As noted earlier, however, there are plenty of unhappy things in both the culture and the society at large. Actually, there's plenty of everything for everybody. As I noted four years ago in American Outlook ("The Everything Culture," Summer 1999), today's American culture is the world's first omniculture, a place where you can find nearly anything your heart desires. From Puritanism to paganism, from depravity to piety, the Omniculture has a media-delivered lifestyle to help you Be All That You Can Be. While some rock-and-roll musicians are increasingly incorporating Christian spirituality into mainstream fare, there are numerous bands exploring the other end of the scale, such as Marilyn Manson, Rotting Christ, and Cannibal Corpse.
Cable and satellite television and the VCR began to break down the reigning cultural orthodoxies a couple of decades ago, and the personal computer, inexpensive digital storage media, and the Internet moved the process to the next level. The distinctions between different levels of culture, which were undermined by the 1950s culture of individualism and its consequent moral egalitarianism, and the media of the Omniculture have nearly erased those distinctions altogether. Cultural artifacts mix and match in bewildering profusion.
A new comic-book series by DC, creators of Superman and Batman way back when, illustrates this vividly. In the first episode of The Demon: Driven Out, the protagonist "cuts a deal with a cult of modern-day alchemists to divorce him from the Demon for good. But when the ceremony goes horribly wrong, Etrigan must mix it up with street racers and the Yakuza mob!"
The new film The League of Extraordinary Gentlemen, based on the comic book of the same name, functions similarly: several prominent characters from Edwardian-era fiction are mixed together in a fantastic story of adventure. Numerous television shows, comic books, novels, and other media products of our time do much the same thing.
What this all means is anybody's guess. But because we are in an omniculture, it is unlikely to entail either a "return" to previous cultural eras or a "new" culture with no trace of what we experienced in the last several decades. There is no guarantee that the present American culture will ever again cohere as it is commonly believed to have done in the past. Then again, it can be argued that America has always had something of an Omniculture, thanks to the relatively great freedom Americans have always enjoyed, and that today's world is only a more technologically advanced version of it.

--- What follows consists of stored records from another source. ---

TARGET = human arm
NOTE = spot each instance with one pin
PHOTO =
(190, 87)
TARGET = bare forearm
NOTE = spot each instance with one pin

Surely, however, there must be some sort of consensus in any society that merits the name. There certainly was such an agreement in America during the past half-century, even if it was only a passion for individualism and a consequent, grudging agreement to disagree. It seems likely that this accord is about to change, indeed has already begun to do so.
One suspects that the new culture will involve an increasing rejection of individualism and an embrace of what has come to be called communitarianism. As Neil Howe and William Strauss observed in their year 2000 book about today's young people, Millennials Rising: The Next Great Generation, "a new Millennial service ethic is emerging, built around notions of collegial (rather than individual) action, support for (rather than resistance against) civic institutions, and the tangible doing of good deeds."
Exactly how these new attitudes will play out in culture, politics, society, and our individual lives, of course, is entirely up to us. That's life in the Omniculture.